Los datos dibujan un guion conocido en el Olímpico: la Roma manda como local ante la Lazio y el 2-0 es el marcador más repetido en el Derbi de Roma. En los últimos 36 enfrentamientos con la Roma como anfitrión, los giallorossi suman 19 victorias, 11 empates y 6 derrotas, con un balance de 54-31. En el total de las últimas 72 citas, la Roma lidera con 30 triunfos, 20 empates y 22 derrotas, y un global de 99-81. El resultado más habitual entre ambos, en cualquier estadio, es 2-0: se ha dado 10 veces, con 7 apariciones cuando la Roma actúa en casa.
La tendencia se reafirmó la pasada temporada: 2-0 para la Roma en el Olímpico y 1-1 en el otro lado de la ciudad. La forma reciente empuja en la misma dirección: la Roma llega invicta en sus últimos cinco partidos, con ritmo competitivo al alza.
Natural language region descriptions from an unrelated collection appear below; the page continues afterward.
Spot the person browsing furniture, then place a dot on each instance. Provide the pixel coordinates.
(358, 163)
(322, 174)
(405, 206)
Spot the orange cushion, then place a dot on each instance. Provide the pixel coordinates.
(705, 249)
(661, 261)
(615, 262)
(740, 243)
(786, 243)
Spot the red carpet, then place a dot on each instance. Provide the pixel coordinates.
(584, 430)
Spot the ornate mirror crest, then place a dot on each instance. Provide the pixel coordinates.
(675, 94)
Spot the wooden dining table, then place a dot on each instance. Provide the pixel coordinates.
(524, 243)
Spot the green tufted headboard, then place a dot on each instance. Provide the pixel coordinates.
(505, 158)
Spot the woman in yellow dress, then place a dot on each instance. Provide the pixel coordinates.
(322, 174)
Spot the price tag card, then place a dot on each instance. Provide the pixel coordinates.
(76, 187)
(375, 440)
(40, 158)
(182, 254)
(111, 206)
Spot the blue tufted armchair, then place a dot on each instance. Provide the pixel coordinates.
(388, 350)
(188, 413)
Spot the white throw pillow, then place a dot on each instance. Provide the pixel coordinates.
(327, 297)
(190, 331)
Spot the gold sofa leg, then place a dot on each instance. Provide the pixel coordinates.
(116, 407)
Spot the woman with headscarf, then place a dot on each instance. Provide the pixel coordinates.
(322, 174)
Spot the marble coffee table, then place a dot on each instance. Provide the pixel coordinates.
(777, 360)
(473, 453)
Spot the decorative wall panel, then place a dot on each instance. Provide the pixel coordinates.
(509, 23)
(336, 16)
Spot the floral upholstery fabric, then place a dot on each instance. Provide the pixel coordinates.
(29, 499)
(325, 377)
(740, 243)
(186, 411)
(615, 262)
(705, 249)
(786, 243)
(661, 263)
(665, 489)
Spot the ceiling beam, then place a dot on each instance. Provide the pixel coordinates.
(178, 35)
La Lazio presenta un contrapeso atractivo: tres victorias consecutivas a domicilio, aviso de que su versión viajera rinde en escenarios exigentes.
Las franjas temporales añaden táctica al relato. La Roma concentra el 22% de sus goles entre los minutos 61 y 75, tramo de aceleración y de impacto de los cambios. La Lazio, en cambio, es letal al final: el 38% de sus tantos cae entre el 76 y el 90, subrayando un desenlace propicio para remontes o cierres agresivos. La gestión del encuentro tras la hora, por tanto, puede ser definitiva.
Claves: control del medio, estrategia a balón parado y manejo del marcador. Si la Roma golpea primero, el libreto del 2-0 cobra fuerza por su capacidad para cerrar el partido con un segundo tanto. Si la Lazio mantiene orden y paciencia, su impulso final puede abrir grietas en el último cuarto de hora.
Conclusión: ligera inclinación hacia la Roma por historia y localía, pero con un margen estrecho. Un duelo de nervios donde las acciones decisivas se concentren en la segunda parte es el desenlace más probable.